While new lecture formats had to be established due to the Corona pandemic, substantial progress in research around cancer therapies remained constant, as evidenced by study results presented at EHA. In the area of breast cancer in particular, there were exciting new developments that could improve the prognosis of those affected and provide food for thought.
Approximately 15 to 20 percent of all patients with breast cancer have overexpression of the HER2 protein (Human Epidermal Growth Factor Receptor 2), which is associated with aggressive disease progression and poor prognosis. However, researchers have now found that 55-60% of HER2-negative patients do express low levels of HER2. Trastuzumab is a recombinant, humanized monoclonal antibody directed against the extracellular domain of HER2/neu on breast carcinoma cells. Due to its good efficacy, the IgG1 antibody is indicated in all stages of HER2-positive breast cancer. Progression-free survival (PFS) and overall survival may be extended in a clinically relevant manner.
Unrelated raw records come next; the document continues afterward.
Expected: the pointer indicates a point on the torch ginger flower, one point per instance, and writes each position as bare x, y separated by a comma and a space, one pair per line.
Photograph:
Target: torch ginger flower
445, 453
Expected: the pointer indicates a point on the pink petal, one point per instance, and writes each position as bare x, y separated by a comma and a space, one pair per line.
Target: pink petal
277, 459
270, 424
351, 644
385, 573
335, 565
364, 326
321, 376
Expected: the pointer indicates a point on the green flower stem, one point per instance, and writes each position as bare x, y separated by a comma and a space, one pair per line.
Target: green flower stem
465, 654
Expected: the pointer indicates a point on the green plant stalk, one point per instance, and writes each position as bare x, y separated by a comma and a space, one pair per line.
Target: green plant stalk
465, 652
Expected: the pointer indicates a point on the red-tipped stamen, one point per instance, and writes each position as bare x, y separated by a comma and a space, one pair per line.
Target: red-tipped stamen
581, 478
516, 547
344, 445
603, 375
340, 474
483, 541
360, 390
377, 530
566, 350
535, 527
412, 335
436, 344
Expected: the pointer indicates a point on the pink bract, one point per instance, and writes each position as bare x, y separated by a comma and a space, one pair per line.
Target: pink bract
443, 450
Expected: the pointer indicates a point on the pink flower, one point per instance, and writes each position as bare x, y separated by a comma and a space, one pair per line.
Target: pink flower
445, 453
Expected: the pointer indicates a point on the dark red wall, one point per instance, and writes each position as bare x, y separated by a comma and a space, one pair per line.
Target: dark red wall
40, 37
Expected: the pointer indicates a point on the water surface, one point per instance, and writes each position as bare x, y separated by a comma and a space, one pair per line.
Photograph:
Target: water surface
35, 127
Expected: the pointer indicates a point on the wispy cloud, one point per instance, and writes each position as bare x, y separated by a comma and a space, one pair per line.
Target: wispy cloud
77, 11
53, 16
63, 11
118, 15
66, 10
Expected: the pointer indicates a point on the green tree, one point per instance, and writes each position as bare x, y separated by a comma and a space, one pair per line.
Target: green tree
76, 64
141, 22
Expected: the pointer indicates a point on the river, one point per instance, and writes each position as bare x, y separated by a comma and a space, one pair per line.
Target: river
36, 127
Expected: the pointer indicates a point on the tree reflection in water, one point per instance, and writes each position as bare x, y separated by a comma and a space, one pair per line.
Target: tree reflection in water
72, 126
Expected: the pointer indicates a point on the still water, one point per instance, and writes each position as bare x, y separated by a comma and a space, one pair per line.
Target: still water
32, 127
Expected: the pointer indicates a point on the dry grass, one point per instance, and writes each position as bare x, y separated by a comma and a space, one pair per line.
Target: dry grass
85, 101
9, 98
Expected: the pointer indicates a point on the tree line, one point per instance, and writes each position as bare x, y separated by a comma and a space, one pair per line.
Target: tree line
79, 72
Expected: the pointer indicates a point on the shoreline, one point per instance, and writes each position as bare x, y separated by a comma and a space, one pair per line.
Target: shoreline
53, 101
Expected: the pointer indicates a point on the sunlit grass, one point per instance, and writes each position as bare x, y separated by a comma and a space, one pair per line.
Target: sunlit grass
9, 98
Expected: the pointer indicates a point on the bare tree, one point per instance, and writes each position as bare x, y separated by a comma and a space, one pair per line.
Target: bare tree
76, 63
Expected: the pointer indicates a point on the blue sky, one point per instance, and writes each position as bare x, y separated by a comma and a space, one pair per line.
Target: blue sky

Now, recent study results of different combinations with trastuzumab have been presented. For example, the antibody-drug conjugate (ADC) trastuzumab-deruxtecan (T-DXd) has demonstrated efficacy over standard chemotherapy in pretreated patients with unresectable and/or metastatic breast cancer with low HER2 expression (HER2-low) and hormone receptor-positive or -negative disease (HR+/-). In a phase III trial, 557 affected individuals randomized 2:1 to receive either T-DXd or chemotherapy of the investigator’s choice. The primary endpoint was PFS in HR+ HER2-low tumors, and secondary endpoints were PFS in the overall cohort and overall survival (OS). After a median follow-up of 18.4 months, the median PFS among those with HR+ HER2-low- breast cancer treated with T-DXd versus chemotherapy was 10.1 months vs. 5.4 months. Accordingly, the risk of disease progression or death was reduced by 49% compared with chemotherapy. The situation was similar in the overall population. For OS, study results were similar for the overall cohort (23.4 vs. 6.8 months) and HR-negative population (18.2 vs. 8.3 months). For the first time, a therapy targeting HER2 has shown a survival benefit in patients with low HER2 expression. This suggests that the way patients with metastatic breast cancer are categorized should be reconsidered.
Endocrine pretreated HR+/HER2- tumors.
The ADC sacituzumab govitecan (SG), which targets the overexpressed surface antigen Tro-2, is recommended in current treatment guidelines as the preferred treatment option for advanced or metastatic triple-negative breast carcinoma (mTNBC) starting in the second line of therapy. Now it has been compared to conventional chemotherapy in endocrine-pretreated patients with HR+/HER2-negative tumors, the most common subtype in metastatic breast cancer. All patients also had prior taxane and CDK4/6 inhibitor therapy. Median PFS was significantly prolonged at 5.5 months versus 4.0 months in the control arm after a median observation period of 10.2 months in the SG arm. This represents a 34% risk reduction for disease progression or death. In addition, the response rate was significantly higher in the ADC arm (52.6%) than in the comparator arm (16.3%) with a known toxicity profile. Only 6% of sufferers in the experimental arm versus 4% of the control group discontinued treatment due to treatment-associated adverse events of grade 3 or greater. Quality of life also deteriorated significantly more slowly under the influence of SG (4.0 months vs. 2.9 months).
Therapy in oligometastatic breast carcinoma
In oligometastatic breast carcinoma, we investigated whether targeted treatment of metastases with stereotactic radiation and/or surgical resection could provide additional benefit to those affected. Patients with up to four metastases (excluding brain metastases) and stable disease on ongoing systemic therapy were included regardless of breast carcinoma subtype. However, supplemental quality-assured treatment did not improve clinical outcome in terms of PFS and OS.
Congress: EHA 2022
InFo ONCOLOGY & HEMATOLOGY 2022; 10(4): 32.